10 agosto: arrivo a Punat

Il giorno dopo ritorniamo alla stazione del bus per prendere la coincidenza per Rijeka e da là quella per Punat. Davanti alla biglietteria c'è una piazza con cinque o sei paletti con il simbolo della femata del bus, e noi cerchiamo il numero 32. Lo troviamo, ma è tutto rotto, e una signora, a gesti, ci spiega che no, che la fermata del bus giusta è venti metri più a destra, in alto! Là andiamo, e troviamo una normalissima fermata, come quelle dei nostri autobus urbani, e naturalmente il nostro vero numero 32 è appena partito… Nessun problema, trovo il tempo di rispondere ad un signore tedesco in cerca di informazioni stradali senza che neppure mi chieda se parlo la sua lingua, mentre la Jenny, con gentilezza, rifiuta dei sacchettini di lavanda offerti da una vecchierella del luogo; trenta minuti dopo, finalmente, si parte, e si arriva a Rijeka.
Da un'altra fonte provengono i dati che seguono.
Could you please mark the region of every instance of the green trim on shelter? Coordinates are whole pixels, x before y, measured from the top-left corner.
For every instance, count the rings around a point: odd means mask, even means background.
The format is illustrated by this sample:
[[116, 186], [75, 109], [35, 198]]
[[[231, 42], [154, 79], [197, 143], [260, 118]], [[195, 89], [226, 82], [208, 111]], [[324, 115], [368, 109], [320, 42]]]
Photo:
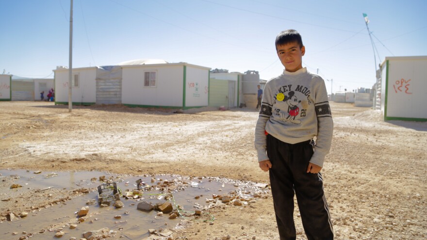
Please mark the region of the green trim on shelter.
[[208, 106], [209, 106], [210, 94], [211, 94], [211, 71], [208, 72]]
[[182, 78], [182, 107], [185, 107], [185, 85], [187, 85], [187, 66], [184, 65], [184, 76]]
[[9, 96], [10, 97], [9, 98], [0, 98], [0, 101], [6, 102], [6, 101], [12, 101], [12, 76], [9, 76]]
[[385, 73], [385, 96], [384, 98], [385, 100], [384, 101], [384, 120], [386, 120], [388, 117], [387, 116], [387, 98], [388, 97], [389, 93], [389, 61], [386, 62], [386, 68], [387, 71]]
[[[96, 103], [95, 102], [73, 102], [72, 104], [75, 106], [91, 106], [94, 105]], [[55, 102], [55, 105], [67, 105], [68, 102]]]
[[206, 106], [195, 106], [193, 107], [177, 107], [172, 106], [155, 106], [155, 105], [142, 105], [139, 104], [124, 104], [123, 105], [130, 108], [164, 108], [172, 109], [183, 109], [187, 110], [192, 108], [199, 108], [206, 107]]
[[402, 120], [402, 121], [413, 121], [415, 122], [427, 122], [426, 118], [414, 118], [411, 117], [384, 117], [384, 120]]
[[9, 87], [9, 89], [10, 89], [9, 91], [10, 91], [10, 98], [9, 98], [9, 101], [12, 101], [12, 76], [10, 76], [10, 79], [10, 79], [10, 81], [9, 81], [9, 86], [10, 86], [10, 87]]

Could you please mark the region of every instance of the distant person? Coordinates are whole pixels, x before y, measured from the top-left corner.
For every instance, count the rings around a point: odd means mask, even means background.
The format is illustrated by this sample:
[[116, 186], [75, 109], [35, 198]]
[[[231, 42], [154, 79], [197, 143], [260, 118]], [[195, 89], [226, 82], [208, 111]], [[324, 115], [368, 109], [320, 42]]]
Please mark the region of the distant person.
[[261, 100], [263, 100], [263, 89], [261, 89], [261, 86], [258, 85], [258, 103], [257, 104], [257, 109], [261, 106]]
[[53, 88], [52, 88], [49, 90], [49, 94], [48, 94], [48, 99], [49, 101], [51, 102], [53, 101], [53, 96], [54, 96], [54, 94], [55, 93], [53, 91]]
[[264, 88], [255, 146], [260, 167], [269, 171], [280, 239], [296, 237], [295, 193], [308, 240], [333, 240], [320, 174], [333, 129], [325, 81], [302, 67], [305, 47], [297, 31], [280, 32], [276, 49], [285, 69]]

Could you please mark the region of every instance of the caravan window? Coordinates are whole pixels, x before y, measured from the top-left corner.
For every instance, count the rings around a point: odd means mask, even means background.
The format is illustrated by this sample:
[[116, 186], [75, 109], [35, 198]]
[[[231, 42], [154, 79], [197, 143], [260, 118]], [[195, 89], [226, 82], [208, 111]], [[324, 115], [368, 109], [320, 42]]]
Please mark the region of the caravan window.
[[71, 84], [73, 87], [79, 87], [79, 74], [73, 74], [72, 80]]
[[155, 87], [157, 72], [154, 71], [144, 72], [144, 86]]
[[48, 89], [48, 86], [46, 82], [39, 82], [38, 89], [39, 91], [45, 91]]

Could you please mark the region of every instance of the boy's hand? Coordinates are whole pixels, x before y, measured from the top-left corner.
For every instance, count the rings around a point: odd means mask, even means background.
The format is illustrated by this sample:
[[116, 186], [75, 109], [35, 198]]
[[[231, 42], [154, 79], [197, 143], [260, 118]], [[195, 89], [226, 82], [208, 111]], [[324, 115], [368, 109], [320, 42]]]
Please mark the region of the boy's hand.
[[269, 159], [261, 161], [259, 162], [258, 163], [260, 164], [260, 168], [264, 172], [267, 172], [271, 168], [271, 162], [270, 161]]
[[317, 173], [320, 172], [322, 167], [314, 163], [309, 163], [309, 166], [307, 167], [307, 173]]

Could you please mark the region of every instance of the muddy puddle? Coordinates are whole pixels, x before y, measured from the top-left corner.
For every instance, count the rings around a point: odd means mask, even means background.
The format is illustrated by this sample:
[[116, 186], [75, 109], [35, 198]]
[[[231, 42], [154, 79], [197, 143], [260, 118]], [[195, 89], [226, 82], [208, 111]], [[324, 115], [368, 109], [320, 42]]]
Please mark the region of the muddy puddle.
[[[90, 190], [89, 193], [72, 200], [30, 211], [27, 217], [0, 223], [0, 239], [4, 240], [17, 240], [24, 236], [31, 240], [58, 239], [54, 235], [58, 230], [65, 233], [63, 239], [71, 237], [80, 239], [84, 232], [105, 227], [110, 231], [109, 236], [114, 236], [112, 239], [140, 240], [149, 236], [149, 229], [158, 232], [172, 229], [183, 219], [214, 221], [214, 216], [206, 210], [221, 204], [221, 201], [214, 199], [216, 195], [229, 194], [238, 198], [242, 205], [235, 207], [243, 208], [248, 202], [255, 201], [255, 193], [263, 193], [268, 191], [256, 183], [214, 177], [167, 175], [131, 176], [96, 171], [44, 172], [36, 174], [33, 171], [25, 170], [0, 170], [0, 178], [13, 177], [15, 183], [22, 186], [8, 189], [0, 194], [2, 199], [13, 199], [26, 191], [34, 190], [37, 192], [51, 188], [69, 191], [82, 188]], [[100, 177], [105, 180], [101, 181]], [[144, 185], [137, 185], [139, 180]], [[120, 200], [124, 205], [123, 208], [99, 206], [97, 188], [105, 181], [116, 183], [120, 191]], [[129, 192], [138, 189], [138, 186], [141, 194], [129, 195]], [[124, 196], [127, 194], [128, 197]], [[153, 205], [170, 202], [180, 216], [170, 220], [169, 214], [161, 215], [157, 210], [138, 210], [138, 204], [143, 201]], [[81, 223], [76, 213], [86, 206], [89, 206], [89, 213], [83, 218], [84, 222]], [[202, 214], [195, 217], [197, 210], [202, 211]], [[70, 229], [71, 224], [77, 224], [77, 228]]]

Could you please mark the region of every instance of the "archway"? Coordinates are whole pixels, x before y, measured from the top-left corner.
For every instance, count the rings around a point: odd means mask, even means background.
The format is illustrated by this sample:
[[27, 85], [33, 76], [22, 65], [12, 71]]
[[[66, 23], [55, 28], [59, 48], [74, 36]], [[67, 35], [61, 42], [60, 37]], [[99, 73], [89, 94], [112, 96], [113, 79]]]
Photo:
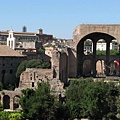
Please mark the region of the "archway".
[[3, 96], [3, 109], [10, 109], [10, 97], [8, 95]]
[[14, 110], [19, 109], [19, 99], [20, 96], [16, 95], [13, 98], [13, 106], [14, 106]]
[[[93, 72], [93, 77], [96, 77], [97, 70], [96, 70], [96, 61], [100, 57], [100, 55], [97, 55], [97, 42], [99, 40], [104, 40], [105, 41], [105, 55], [104, 57], [105, 63], [106, 63], [106, 75], [109, 75], [109, 57], [110, 57], [110, 42], [115, 39], [113, 36], [106, 34], [106, 33], [100, 33], [100, 32], [94, 32], [90, 33], [86, 36], [84, 36], [78, 43], [77, 45], [77, 76], [84, 76], [84, 70], [83, 70], [83, 63], [86, 58], [89, 58], [91, 62], [91, 71]], [[84, 54], [84, 42], [86, 40], [91, 40], [92, 41], [92, 54], [90, 55], [85, 55]]]
[[83, 62], [83, 76], [90, 77], [91, 75], [92, 75], [91, 60], [85, 60]]

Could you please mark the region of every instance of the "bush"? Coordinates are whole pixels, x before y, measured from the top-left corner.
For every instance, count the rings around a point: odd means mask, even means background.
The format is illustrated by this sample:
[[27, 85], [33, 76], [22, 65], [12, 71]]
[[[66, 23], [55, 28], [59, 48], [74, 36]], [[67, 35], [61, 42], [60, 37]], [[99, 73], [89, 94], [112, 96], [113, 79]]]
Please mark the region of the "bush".
[[23, 120], [21, 112], [0, 112], [0, 120]]

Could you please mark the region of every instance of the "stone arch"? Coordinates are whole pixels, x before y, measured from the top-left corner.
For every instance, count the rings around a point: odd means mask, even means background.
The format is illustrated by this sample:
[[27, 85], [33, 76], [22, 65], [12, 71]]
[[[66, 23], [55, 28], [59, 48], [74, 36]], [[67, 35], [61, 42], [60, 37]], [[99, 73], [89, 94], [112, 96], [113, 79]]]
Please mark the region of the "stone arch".
[[[91, 57], [92, 61], [92, 71], [93, 71], [93, 76], [95, 77], [97, 74], [96, 71], [96, 46], [97, 46], [97, 41], [100, 39], [104, 39], [106, 42], [106, 66], [109, 66], [109, 56], [110, 56], [110, 42], [115, 39], [113, 36], [105, 33], [99, 33], [99, 32], [94, 32], [91, 34], [88, 34], [84, 36], [79, 43], [77, 44], [77, 76], [83, 76], [83, 60], [85, 59], [86, 55], [84, 55], [84, 41], [86, 39], [91, 39], [93, 44], [92, 44], [92, 49], [93, 49], [93, 54]], [[109, 67], [106, 67], [106, 74], [109, 75]]]
[[16, 110], [16, 109], [19, 109], [19, 99], [20, 99], [20, 96], [19, 95], [15, 95], [13, 97], [13, 109]]
[[10, 109], [10, 96], [3, 96], [3, 109]]
[[103, 76], [105, 75], [105, 61], [102, 59], [99, 59], [96, 61], [96, 74], [97, 76]]
[[120, 24], [81, 24], [74, 29], [74, 45], [77, 46], [82, 38], [94, 32], [105, 33], [110, 36], [114, 36], [120, 43]]
[[59, 78], [61, 82], [67, 84], [67, 74], [68, 74], [68, 59], [65, 52], [60, 53], [60, 62], [59, 62]]
[[92, 74], [92, 66], [91, 66], [91, 60], [86, 59], [83, 62], [83, 76], [89, 77]]

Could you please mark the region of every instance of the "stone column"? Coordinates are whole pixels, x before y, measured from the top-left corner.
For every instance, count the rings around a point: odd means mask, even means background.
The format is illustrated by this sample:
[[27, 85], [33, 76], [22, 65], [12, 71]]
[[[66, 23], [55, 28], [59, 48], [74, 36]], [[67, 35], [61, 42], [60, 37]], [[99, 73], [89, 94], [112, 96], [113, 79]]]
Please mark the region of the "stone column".
[[106, 43], [106, 75], [109, 75], [109, 56], [110, 56], [110, 42]]
[[14, 100], [13, 98], [10, 98], [10, 110], [14, 110]]
[[60, 67], [60, 53], [59, 51], [55, 50], [52, 53], [51, 58], [51, 66], [53, 71], [53, 78], [57, 78], [59, 80], [59, 67]]
[[92, 68], [93, 70], [91, 71], [93, 73], [93, 77], [96, 77], [96, 43], [97, 41], [93, 41], [93, 64]]

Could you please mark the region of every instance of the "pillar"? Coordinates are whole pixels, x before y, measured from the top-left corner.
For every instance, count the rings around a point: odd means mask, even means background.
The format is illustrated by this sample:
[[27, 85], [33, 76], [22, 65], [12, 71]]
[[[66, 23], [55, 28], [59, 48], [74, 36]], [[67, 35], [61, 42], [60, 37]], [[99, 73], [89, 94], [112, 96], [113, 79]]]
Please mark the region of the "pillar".
[[14, 110], [14, 101], [13, 101], [13, 98], [10, 98], [10, 110]]
[[110, 68], [109, 68], [109, 56], [110, 56], [110, 42], [106, 43], [106, 75], [109, 75]]
[[93, 77], [96, 77], [96, 43], [97, 43], [97, 41], [94, 40], [93, 41], [93, 64], [92, 64]]

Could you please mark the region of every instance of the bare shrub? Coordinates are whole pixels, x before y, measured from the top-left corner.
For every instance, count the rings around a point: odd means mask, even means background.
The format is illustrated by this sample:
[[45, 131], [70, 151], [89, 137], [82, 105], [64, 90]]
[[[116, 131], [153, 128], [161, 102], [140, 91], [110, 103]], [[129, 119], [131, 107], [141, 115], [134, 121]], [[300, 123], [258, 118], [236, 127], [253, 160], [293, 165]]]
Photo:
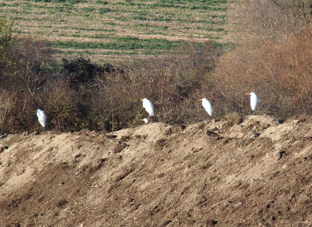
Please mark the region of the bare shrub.
[[240, 0], [232, 5], [229, 24], [239, 40], [274, 41], [295, 35], [309, 24], [311, 0]]
[[283, 118], [311, 113], [311, 35], [306, 29], [277, 42], [241, 45], [222, 58], [215, 87], [221, 109], [249, 114], [245, 94], [254, 91], [259, 113]]

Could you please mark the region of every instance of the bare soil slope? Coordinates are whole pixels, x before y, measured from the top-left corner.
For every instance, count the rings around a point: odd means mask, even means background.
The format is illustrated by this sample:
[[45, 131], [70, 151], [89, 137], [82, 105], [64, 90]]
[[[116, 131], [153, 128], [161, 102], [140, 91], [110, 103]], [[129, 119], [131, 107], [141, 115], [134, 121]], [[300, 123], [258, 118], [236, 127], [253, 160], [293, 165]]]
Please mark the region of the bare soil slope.
[[311, 226], [312, 117], [229, 118], [2, 136], [0, 226]]

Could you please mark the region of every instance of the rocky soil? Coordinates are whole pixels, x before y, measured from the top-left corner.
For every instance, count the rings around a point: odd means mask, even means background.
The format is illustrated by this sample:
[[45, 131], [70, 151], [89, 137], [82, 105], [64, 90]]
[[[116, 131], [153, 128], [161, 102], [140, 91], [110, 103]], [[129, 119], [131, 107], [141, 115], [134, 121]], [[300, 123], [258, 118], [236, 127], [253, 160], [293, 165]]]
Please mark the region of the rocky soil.
[[0, 226], [312, 225], [312, 117], [0, 136]]

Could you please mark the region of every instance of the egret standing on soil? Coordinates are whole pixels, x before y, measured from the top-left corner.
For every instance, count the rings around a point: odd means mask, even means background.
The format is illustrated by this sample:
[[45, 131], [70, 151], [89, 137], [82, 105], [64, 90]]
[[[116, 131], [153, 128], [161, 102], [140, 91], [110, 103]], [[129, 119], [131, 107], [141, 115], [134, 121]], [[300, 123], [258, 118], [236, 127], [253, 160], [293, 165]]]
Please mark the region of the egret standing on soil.
[[146, 98], [141, 99], [141, 100], [143, 101], [143, 108], [145, 109], [146, 112], [149, 113], [150, 116], [152, 117], [155, 115], [153, 104]]
[[206, 110], [206, 111], [208, 113], [208, 114], [210, 116], [212, 115], [212, 106], [211, 105], [210, 102], [207, 100], [205, 98], [203, 98], [202, 99], [198, 99], [199, 101], [202, 101], [202, 104], [203, 107]]
[[39, 123], [43, 127], [46, 127], [46, 117], [43, 111], [41, 110], [40, 109], [38, 109], [37, 110], [35, 110], [37, 112], [37, 116], [38, 117], [38, 120]]
[[253, 110], [256, 110], [256, 108], [257, 108], [257, 105], [258, 105], [258, 97], [254, 92], [249, 93], [246, 94], [250, 95], [250, 106], [251, 107], [251, 109]]
[[144, 121], [144, 122], [145, 122], [145, 123], [149, 122], [149, 120], [147, 119], [147, 118], [144, 118], [143, 119], [140, 119], [140, 120], [142, 121]]

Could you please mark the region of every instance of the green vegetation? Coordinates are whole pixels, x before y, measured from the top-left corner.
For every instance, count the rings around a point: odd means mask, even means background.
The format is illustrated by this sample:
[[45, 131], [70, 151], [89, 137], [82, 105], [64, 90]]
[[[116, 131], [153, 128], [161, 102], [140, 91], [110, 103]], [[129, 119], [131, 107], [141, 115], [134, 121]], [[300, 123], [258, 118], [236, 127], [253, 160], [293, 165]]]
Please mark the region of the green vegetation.
[[[228, 3], [221, 0], [0, 0], [0, 14], [14, 19], [19, 34], [34, 35], [45, 41], [47, 39], [55, 41], [54, 48], [63, 50], [173, 51], [186, 43], [200, 47], [207, 41], [227, 42], [224, 26]], [[147, 52], [140, 54], [144, 53]]]

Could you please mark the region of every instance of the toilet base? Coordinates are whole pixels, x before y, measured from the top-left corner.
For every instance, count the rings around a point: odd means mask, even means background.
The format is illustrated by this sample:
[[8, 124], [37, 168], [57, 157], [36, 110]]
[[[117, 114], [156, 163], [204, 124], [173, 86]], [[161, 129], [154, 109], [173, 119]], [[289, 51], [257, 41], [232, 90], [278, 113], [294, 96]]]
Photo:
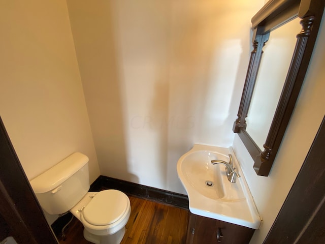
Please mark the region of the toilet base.
[[125, 227], [123, 227], [112, 235], [95, 235], [89, 233], [86, 229], [83, 229], [83, 236], [88, 241], [94, 244], [120, 244], [125, 233]]

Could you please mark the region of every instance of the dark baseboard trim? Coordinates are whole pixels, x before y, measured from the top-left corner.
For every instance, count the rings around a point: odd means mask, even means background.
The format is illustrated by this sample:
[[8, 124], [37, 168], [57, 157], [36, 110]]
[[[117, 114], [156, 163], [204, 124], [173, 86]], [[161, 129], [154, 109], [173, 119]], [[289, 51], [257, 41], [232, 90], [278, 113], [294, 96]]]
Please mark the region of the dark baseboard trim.
[[68, 212], [64, 215], [59, 217], [51, 225], [51, 228], [58, 240], [64, 239], [64, 234], [62, 233], [62, 229], [72, 218], [73, 218], [72, 214]]
[[186, 195], [104, 175], [100, 175], [96, 179], [89, 191], [96, 192], [105, 189], [118, 190], [131, 196], [188, 210], [188, 198]]

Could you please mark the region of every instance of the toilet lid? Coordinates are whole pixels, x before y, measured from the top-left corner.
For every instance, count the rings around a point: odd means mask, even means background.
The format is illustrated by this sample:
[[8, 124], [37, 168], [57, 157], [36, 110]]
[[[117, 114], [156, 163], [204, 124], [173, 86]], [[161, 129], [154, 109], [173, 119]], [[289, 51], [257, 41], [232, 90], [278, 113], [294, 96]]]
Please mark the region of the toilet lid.
[[112, 224], [119, 219], [127, 209], [128, 198], [116, 190], [102, 191], [96, 194], [82, 210], [84, 219], [93, 225]]

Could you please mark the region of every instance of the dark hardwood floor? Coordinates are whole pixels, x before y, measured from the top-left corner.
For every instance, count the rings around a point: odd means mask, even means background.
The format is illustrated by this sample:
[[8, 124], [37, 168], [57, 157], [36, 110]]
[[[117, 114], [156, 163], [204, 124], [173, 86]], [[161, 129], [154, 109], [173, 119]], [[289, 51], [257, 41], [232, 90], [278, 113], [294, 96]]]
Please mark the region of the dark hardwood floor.
[[[128, 196], [131, 215], [121, 244], [183, 244], [188, 211]], [[91, 243], [83, 237], [82, 224], [75, 217], [67, 227], [60, 244]]]

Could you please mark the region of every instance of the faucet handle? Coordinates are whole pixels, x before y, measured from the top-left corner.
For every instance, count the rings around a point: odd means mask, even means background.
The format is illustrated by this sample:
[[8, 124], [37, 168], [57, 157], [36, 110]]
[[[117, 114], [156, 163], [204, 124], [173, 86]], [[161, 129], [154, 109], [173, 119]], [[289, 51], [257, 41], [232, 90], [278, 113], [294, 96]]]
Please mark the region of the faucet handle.
[[233, 168], [234, 168], [234, 169], [236, 169], [236, 168], [235, 167], [235, 166], [234, 166], [234, 164], [233, 163], [233, 156], [231, 154], [229, 154], [228, 155], [228, 156], [229, 156], [229, 164], [230, 164]]

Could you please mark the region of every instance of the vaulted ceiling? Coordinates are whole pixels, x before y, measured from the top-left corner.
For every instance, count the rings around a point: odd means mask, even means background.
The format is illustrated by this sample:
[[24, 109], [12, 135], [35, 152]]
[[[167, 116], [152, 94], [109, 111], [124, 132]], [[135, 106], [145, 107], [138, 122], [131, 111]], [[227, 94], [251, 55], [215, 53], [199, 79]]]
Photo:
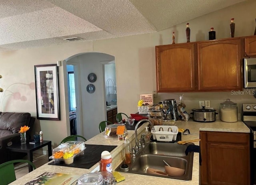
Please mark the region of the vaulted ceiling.
[[0, 51], [158, 31], [246, 0], [0, 0]]

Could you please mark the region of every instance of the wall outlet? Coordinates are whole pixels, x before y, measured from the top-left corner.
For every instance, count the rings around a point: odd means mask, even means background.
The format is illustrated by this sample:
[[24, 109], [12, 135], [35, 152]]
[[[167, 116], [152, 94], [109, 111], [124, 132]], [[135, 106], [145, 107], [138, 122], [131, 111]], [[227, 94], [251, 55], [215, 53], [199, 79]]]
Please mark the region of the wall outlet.
[[202, 108], [203, 106], [204, 106], [204, 101], [199, 101], [199, 107]]
[[153, 97], [154, 98], [157, 98], [157, 91], [153, 91], [152, 94], [153, 94]]
[[210, 100], [205, 100], [205, 107], [210, 107]]

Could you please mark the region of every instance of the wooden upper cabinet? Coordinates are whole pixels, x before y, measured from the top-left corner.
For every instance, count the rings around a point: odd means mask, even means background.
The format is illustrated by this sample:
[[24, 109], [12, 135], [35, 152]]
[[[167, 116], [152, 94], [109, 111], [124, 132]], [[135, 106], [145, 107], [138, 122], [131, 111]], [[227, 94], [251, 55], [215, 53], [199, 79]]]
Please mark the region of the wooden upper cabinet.
[[198, 90], [242, 89], [240, 38], [198, 43]]
[[192, 43], [156, 46], [158, 92], [192, 91], [197, 89], [195, 47]]
[[256, 35], [246, 37], [244, 39], [245, 56], [256, 57]]
[[251, 184], [249, 133], [200, 131], [201, 185]]

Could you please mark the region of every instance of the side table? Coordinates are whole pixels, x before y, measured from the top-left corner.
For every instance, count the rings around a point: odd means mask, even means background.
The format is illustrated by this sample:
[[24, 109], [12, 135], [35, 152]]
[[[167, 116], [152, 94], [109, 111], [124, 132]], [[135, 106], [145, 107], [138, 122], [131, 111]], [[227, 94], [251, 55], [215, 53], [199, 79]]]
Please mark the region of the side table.
[[[18, 152], [26, 153], [28, 154], [28, 159], [33, 162], [33, 152], [44, 146], [48, 146], [48, 157], [52, 155], [52, 142], [51, 141], [44, 141], [42, 142], [38, 142], [35, 144], [30, 144], [27, 143], [26, 144], [20, 143], [14, 144], [7, 148], [10, 152]], [[52, 159], [49, 159], [49, 161]], [[28, 171], [33, 170], [33, 167], [28, 165]]]

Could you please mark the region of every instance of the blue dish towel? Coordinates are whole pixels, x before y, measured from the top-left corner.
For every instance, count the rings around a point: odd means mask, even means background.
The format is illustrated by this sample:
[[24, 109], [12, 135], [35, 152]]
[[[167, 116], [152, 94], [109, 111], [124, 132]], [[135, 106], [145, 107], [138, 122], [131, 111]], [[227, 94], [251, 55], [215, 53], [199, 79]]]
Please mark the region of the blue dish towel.
[[189, 145], [187, 147], [187, 149], [185, 151], [185, 154], [186, 155], [188, 154], [188, 152], [198, 152], [199, 153], [199, 163], [200, 165], [202, 164], [202, 158], [201, 157], [201, 151], [200, 150], [200, 146], [198, 145]]

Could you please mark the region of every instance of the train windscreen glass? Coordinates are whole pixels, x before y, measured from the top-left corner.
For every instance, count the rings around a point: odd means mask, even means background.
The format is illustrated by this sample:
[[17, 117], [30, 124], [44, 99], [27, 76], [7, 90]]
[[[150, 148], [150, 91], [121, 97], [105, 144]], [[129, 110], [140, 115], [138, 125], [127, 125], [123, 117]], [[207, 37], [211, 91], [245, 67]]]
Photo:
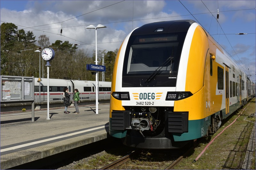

Là dobbiamo attendere un'ora e poco più, e ne approfittiamo per andare a vedere la chiesa principale della città, in restauro per lavori, che offre un'ombra piacevole e si trova esattamente sopra la stazione degli autobus.
Finalmente si fanno le 12.30, ed imbarchiamo i bagagli (pagando sempre la tassa extra, che però in Croazia è di 6 Kune a collo, quasi la metà che in Italia, considerando €1 circa uguale a 7,43 Kuna) evitando a più riprese una signora che chiede a tutti i passanti, più volte, indifferentemente 1 Kuna o 1 euro. Le strade sono ancora una volta piene di autovetture, ma in questo caso accumuliamo "solo" un'ora di ritardo ed arriviamo a Punat verso le 14, dopo aver superato il ponte di Krk che separa l'isola dalla terraferma ed esserci fermati in vari paesi intermedi.
La fermata è, per fortuna, a poche centinaia di metri dall'ingresso del campeggio "Pila", un tre stelle bello e grande, e molto ombreggiato. Ovviamente, la reception è chiusa proprio tra le 14 e le 15, e così ne approfittiamo per mangiare al ristorante subito fuori dal campeggio: un'ottima pasta a testa (spaghetti alla bolognese!), spendendo la metà rispetto all'Italia.
Le prime parole croate su cui ci imbattiamo sono "otvoreno" (aperto) e "zatvoreno" (chiuso), e diventeranno il leit motiv della nostra vacanza: durante le due settimane, anziché chiederci "va bene?", diremo "zatvoreno?", con risposta "otvoreno!". Insomma, siamo completamente pronti per la Croazia!
Finalmente, dopo aver trovato un posto in mezzo a centinaia di tende e roulotte che hanno riempito il camping (autokamp) quasi del tutto, parte l'impresa: montare una tenda canadese omologata per due persone. All'inizio credo che si tratti di un gioco da ragazzi, avendo io aiutato i miei nel montaggio di tende e di verande tra il 1980 ed il 1995, ma cambio presto idea: i picchetti a corredo della tenda si piegano come burro sotto i miei colpi, e quelli che in qualche modo si infilano nella dura terra non tengono assolutamente nulla. Insomma, dopo tre ore che porcono come pochi, aiutato dalla Jenny, più o meno sistemiamo le cose e ci dedichiamo al pompaggio dei materassini, che saranno il nostro letto. Questa impresa si rivela a dir poco fantozziana: io da una parte, e Jenny dall'altra, ci mettiamo a soffiare, e soffiare, e soffiare aria dai nostri polmoni, fino a che, dopo dieci minuti, dei nostri vicini di tenda, croati, vengono mossi a pietà e, chiamandoci "Kamarade, kamarade!" ci offrono una pompa a piede che aiuta non poco le cose.
Finite tutte le incombenze, andiamo a vedere la spiaggia: proprio di fronte al campeggio si estende una lunghissima passeggiata sul lungomare, che inizialmente dà su una spiaggia completamente cementata, a mo' di piscina e che, varie centinaia di metri più in là, lascia spazio alle più naturali pietre (di sabbia, neanche parlarne). Il posto sembra carino, l'acqua molto pulita, ma la quantità di gente presente è assolutamente abnorme! Si vede che Krk è un'isola molto conosciuta e gettonatissima da italiani e da tedeschi!